Skype is not new to me. It is not something I use personally because I am fine just speaking to friends and family without the visual aspects it offers. The message feature is similar to other texting features on other devices. It is easier for me to just use the phone and the handy quick text list I have there with half phrases ready to go. There is not anyone I care about who has been far away for a really long time. If I missed seeing someone, I might have a desire to Skype. Besides, the iPad offers face time which is super easy. I must confess that I usually use “talk time” to clean out a junk drawer, empty or fill the dishwasher and complete a dozen other mindless chores. I would not want to Skype while scrubbing a counter or floor!
I have Skype on the desktop at school. Recently, while completing this class Skype assignment, I ran into frustrations because I had to ask for password assistance since I have it on autopilot at school. I also discovered I needed to use an administrator’s code that I did not have handy in order to download on the laptop I was using. I could access the account but could not make a connection. Finally, after getting the Skype app downloaded on the iPad and actually making a connection to a colleague who happened to be online and was kindly attempting to politely make an appointment to Skype, we ran into some sort of tech difficulties. I could not hear the voice of my colleague although it was nice to actually see the person. We ended up using the chat feature. I do have that nice visual in my head of a kind face when I read his engaging blog!
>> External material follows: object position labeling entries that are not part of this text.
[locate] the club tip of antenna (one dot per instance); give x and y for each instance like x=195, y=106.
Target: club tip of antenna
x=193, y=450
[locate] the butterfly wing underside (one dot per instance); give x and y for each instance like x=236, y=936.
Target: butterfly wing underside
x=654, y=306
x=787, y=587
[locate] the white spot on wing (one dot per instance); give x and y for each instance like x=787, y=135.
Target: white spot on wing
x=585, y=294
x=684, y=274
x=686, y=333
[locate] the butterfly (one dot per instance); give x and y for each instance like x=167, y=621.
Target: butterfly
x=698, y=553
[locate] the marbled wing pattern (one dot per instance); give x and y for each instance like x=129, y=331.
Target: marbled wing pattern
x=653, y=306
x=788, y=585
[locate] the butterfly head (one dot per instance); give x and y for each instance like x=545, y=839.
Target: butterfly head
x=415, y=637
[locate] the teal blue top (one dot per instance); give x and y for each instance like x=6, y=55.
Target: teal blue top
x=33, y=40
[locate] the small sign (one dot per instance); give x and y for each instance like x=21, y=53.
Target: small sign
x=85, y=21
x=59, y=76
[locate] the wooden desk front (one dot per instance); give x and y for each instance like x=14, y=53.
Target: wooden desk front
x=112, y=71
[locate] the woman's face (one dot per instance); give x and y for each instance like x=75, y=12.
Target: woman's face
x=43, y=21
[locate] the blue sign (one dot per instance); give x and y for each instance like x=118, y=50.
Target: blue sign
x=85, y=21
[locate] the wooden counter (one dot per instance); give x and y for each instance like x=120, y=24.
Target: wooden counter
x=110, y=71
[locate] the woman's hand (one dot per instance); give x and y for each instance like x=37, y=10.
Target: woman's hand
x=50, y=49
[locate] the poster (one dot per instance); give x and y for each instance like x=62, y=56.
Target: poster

At school the Skype feature is ready to go and attached to an interactive white board for easy viewing in the classroom and also in the social room on a full auditorium screen. There is also an IT person to assist teachers to assure a “no frustration” experience. Skype has been used at my school to sing with buddies in Costa Rica. Students have practiced language skills by Skype with classes in Switzerland and Columbia, discovering both similarities and differences in cultures and educational systems. When a teacher was in the Czech Republic, she used Skype to let us know what sights she was viewing. While participating in a Fair Trade event, several schools, including ours, ate fair trade bananas together and got to meet. Sometimes alums, like one who completed astronaut training at NASA, are the guest experts via Skype. The Center for Interactive Learning and Collaboration (cilc) has also been a source for learning initiatives. We have used Skype to host music, theater, author talks, virtual field trips and other types of assemblies. These opportunities have enriched students and helped create connections and communication in a way that just reading or seeing pictures could not. It is great for students to be able to ask and answer questions. It really makes all of us feel like participants.
The school has used Skype for professional development opportunities as well. Some years back, when we were receiving feedback for re-certification, the outside team communicated to faculty and staff via Skype because of the forecast of inclement weather. I think Skype is great for professional development because it creates an easy way to have conversations and discussions minus the travel expense. It is also a way to screen and interview individuals and groups who might come to the school.It is a way to build professional collaborative learning networks.
I think Skype is useful and definitely has a place in schools for students and teachers.